Metallic carbon nanotube quantum dots with broken symmetries as a platform for tunable terahertz detection
Generating and detecting radiation in the technologically relevant range of the so-called terahertz gap (0.1–10 THz) is challenging because of a lack of efficient sources and detectors. Quantum dots in carbon nanotubes have shown great potential to build sensitive terahertz detectors, usually based on photon-assisted tunneling. A recently reported mechanism combining resonant quantum dot transitions and tunneling barrier asymmetries results in a narrow linewidth photocurrent response with a large signal-to-noise ratio under weak THz radiation. That device was sensitive to one frequency, corresponding to transitions between equidistant quantized states.

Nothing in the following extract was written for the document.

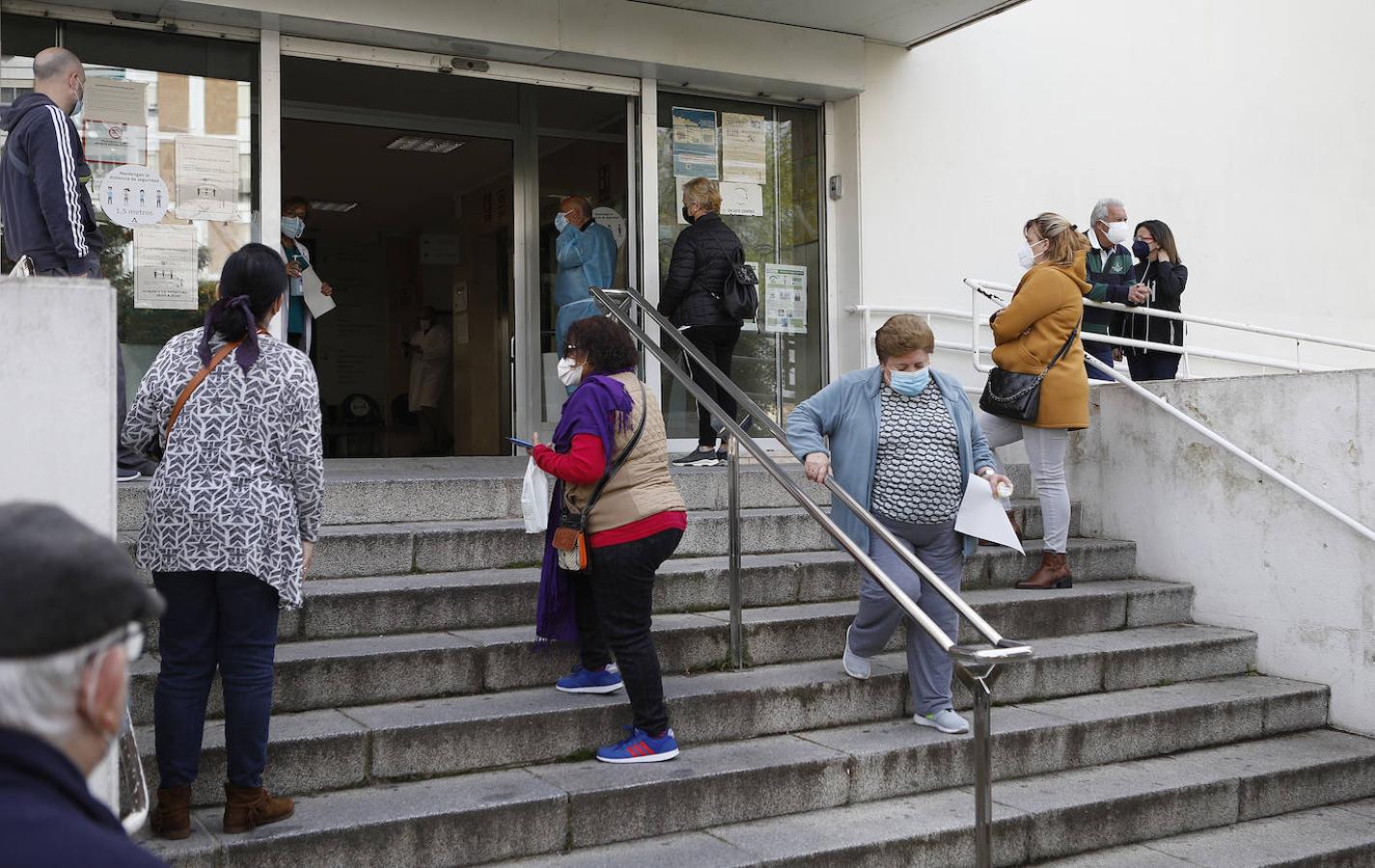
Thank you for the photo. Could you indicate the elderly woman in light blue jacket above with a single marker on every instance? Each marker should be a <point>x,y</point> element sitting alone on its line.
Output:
<point>902,440</point>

In this work, using numerical simulations together with scanning tunneling spectroscopy studies of a defect-induced metallic zigzag single-walled carbon nanotube quantum dot, Buch et al. show that breaking simultaneously various symmetries in metallic nanotube quantum dots of arbitrary chirality strongly relaxes the selection rules in the electric dipole approximation and removes energy degeneracies. This leads to a richer set of allowed optical transitions spanning frequencies from 1 THz to several tens of THz, for a ∼10 nm quantum dot. Based on these findings, the group proposes a terahertz detector device based on a metallic single-walled carbon nanotube quantum dot defined by artificial defects. Depending on its length and contacts transparency, the operating regimes range from a high-resolution gate-tunable terahertz sensor to a broadband terahertz detector. Their calculations indicate that the device is largely unaffected by temperatures up to 100 K, making carbon nanotube quantum dots with broken symmetries a promising platform to design tunable terahertz detectors that could operate at liquid nitrogen temperatures.